Arab Lead launches $13m battery recycling project
MUSCAT, December 3, 2017
Oman’s Arab Lead Company launched its first $13-million state-of-the-art lead acid battery recycling project at the Rusayl Industrial Estate in Muscat last week, said a report.
The project bodes well for the safe handling and disposal of a waste commodity, which in large quantities tends to end up in municipal landfills to the detriment of ground aquifers and the local environment, added the Oman Daily Observer report.
But more than serving as a mere disposal facility, the plant is also equipped to extract and reprocess the lead content, a commercially valuable ingredient, of used car and truck batteries and return it into the global supply chain in an environmentally sustainable manner, it said.
Other recyclable components of automotive batteries, including the plastic casing and electrolyte, are salvaged, reprocessed and restored back into the supply chain, thereby providing a near 100 per cent recovery solution with regard to the safe management of potentially harmful lead acid batteries in the sultanate.

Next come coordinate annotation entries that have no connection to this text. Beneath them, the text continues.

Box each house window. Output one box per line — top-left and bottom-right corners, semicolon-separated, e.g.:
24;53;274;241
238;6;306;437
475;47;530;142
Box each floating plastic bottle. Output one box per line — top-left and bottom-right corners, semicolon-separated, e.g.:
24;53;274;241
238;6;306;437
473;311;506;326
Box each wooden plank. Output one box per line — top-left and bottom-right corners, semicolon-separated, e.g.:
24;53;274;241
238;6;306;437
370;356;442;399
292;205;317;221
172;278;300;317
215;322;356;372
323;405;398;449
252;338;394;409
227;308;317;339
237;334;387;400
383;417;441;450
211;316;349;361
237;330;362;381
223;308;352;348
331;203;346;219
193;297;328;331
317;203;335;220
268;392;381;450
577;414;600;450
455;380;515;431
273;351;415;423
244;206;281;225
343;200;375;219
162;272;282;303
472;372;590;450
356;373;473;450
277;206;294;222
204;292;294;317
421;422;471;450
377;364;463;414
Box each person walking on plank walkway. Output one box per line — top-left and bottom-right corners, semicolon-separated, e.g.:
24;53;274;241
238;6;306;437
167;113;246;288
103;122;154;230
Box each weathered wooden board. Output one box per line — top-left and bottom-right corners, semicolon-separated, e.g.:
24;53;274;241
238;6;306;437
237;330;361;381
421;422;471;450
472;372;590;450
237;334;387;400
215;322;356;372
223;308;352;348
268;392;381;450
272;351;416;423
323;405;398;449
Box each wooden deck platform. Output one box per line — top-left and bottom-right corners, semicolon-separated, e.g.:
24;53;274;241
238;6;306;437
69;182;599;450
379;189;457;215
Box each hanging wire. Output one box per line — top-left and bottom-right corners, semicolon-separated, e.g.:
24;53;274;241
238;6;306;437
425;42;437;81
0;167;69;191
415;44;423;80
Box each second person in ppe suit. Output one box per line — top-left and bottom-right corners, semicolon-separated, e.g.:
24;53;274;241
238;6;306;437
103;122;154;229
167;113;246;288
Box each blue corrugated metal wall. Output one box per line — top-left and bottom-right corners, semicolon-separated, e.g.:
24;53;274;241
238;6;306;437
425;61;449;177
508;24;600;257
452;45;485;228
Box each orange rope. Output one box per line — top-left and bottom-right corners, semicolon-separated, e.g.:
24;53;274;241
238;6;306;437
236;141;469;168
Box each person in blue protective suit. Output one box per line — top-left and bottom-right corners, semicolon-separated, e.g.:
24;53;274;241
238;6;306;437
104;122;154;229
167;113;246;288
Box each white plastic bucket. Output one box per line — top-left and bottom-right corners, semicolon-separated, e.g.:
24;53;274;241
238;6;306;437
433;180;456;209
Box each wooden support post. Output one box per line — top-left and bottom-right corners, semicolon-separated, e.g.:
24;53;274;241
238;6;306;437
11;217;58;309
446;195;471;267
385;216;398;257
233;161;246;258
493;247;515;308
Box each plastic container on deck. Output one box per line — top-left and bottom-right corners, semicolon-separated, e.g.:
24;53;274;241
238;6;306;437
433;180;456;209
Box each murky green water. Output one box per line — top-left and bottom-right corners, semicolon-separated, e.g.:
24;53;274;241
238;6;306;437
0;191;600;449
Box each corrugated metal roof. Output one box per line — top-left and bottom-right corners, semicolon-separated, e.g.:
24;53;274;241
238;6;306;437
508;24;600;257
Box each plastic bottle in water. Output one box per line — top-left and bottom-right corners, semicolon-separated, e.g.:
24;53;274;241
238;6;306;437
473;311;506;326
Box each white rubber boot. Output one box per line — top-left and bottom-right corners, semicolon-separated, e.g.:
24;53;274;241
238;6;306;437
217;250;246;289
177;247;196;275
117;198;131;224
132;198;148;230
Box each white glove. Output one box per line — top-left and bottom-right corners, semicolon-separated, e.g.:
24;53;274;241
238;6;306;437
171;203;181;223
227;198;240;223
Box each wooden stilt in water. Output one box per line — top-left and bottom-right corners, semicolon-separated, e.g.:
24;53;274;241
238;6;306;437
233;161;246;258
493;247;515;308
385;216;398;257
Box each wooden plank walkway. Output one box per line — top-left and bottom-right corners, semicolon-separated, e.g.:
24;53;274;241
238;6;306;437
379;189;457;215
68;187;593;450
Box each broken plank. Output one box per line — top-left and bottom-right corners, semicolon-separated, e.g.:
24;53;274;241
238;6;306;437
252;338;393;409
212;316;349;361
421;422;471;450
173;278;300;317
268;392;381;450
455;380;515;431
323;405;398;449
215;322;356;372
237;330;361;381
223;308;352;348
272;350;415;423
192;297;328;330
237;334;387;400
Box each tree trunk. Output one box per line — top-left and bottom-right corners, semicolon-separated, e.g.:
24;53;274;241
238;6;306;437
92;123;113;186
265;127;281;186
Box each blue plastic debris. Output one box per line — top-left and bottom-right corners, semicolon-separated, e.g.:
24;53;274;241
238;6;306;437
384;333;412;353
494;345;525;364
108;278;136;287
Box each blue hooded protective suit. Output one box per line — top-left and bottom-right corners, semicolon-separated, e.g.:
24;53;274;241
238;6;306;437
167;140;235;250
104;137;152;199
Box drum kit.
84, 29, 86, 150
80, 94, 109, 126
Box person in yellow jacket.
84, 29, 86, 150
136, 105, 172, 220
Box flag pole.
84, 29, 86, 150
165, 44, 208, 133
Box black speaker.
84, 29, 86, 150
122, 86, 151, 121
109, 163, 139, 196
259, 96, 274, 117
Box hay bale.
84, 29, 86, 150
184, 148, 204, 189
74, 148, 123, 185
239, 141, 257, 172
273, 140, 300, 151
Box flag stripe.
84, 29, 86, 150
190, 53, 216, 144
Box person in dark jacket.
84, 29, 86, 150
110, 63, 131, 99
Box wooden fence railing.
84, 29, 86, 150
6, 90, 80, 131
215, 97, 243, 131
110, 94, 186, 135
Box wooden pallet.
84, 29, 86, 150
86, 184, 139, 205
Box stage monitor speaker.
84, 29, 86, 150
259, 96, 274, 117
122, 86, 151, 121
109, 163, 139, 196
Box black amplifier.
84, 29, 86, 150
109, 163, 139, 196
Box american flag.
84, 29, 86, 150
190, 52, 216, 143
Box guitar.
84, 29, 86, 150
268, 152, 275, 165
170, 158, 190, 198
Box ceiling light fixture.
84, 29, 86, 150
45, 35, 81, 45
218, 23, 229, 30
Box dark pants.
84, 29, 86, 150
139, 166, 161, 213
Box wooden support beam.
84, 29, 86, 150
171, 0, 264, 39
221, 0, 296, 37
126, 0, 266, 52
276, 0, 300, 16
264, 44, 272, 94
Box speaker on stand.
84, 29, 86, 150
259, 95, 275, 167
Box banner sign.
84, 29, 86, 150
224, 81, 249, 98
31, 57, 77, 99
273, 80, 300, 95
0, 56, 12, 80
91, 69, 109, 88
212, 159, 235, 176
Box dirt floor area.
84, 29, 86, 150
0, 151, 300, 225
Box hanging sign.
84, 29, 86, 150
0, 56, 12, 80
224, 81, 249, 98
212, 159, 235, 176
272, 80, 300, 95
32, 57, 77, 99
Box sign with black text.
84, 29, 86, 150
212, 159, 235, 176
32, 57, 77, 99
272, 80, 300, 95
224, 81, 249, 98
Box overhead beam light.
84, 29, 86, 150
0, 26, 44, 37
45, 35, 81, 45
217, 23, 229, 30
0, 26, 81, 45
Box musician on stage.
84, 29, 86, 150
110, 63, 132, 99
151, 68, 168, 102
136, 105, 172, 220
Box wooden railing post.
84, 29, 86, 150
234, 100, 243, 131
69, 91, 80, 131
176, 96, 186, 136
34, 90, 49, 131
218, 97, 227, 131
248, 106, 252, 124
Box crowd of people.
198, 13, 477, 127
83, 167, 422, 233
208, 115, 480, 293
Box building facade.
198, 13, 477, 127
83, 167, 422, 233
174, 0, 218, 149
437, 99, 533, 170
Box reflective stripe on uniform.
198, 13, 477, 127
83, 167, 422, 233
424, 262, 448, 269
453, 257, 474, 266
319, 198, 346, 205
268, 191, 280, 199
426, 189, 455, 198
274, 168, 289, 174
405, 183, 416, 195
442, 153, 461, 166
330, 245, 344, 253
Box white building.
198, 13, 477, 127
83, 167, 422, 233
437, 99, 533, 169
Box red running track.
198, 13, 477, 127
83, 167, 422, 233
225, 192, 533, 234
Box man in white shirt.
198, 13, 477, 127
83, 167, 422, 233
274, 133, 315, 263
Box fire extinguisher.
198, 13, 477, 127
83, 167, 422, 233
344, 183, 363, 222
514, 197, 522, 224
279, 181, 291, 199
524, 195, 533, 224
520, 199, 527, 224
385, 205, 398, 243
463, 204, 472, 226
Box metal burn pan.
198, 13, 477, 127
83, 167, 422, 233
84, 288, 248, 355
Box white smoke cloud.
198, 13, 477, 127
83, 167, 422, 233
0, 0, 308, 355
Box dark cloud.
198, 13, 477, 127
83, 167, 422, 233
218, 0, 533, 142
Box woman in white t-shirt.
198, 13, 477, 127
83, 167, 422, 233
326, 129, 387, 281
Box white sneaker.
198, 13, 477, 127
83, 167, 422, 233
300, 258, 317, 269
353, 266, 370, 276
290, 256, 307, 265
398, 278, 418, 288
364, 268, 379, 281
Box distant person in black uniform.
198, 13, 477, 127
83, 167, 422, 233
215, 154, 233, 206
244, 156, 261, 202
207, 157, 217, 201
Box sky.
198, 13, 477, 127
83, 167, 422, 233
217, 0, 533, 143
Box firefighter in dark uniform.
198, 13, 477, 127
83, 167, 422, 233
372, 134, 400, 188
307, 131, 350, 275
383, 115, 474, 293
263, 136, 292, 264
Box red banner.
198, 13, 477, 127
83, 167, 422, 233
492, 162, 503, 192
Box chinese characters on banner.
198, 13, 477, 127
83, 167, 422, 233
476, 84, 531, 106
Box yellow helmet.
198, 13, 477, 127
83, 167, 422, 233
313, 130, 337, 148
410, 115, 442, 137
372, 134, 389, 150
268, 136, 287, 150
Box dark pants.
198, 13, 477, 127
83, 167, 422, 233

Additionally, Be’ah — the wholly government owned solid waste management utility — has welcomed and endorsed this investment.
Top officials of Be’ah joined Mohammed bin Salim al Toobi, Minister of Environment and Climate Affairs, at the formal opening of the plant last week.
Also in attendance was Mohsen bin Mohammed al Shaikh, chairman of Muscat Municipality, as well as members of the Municipal Council, added the report.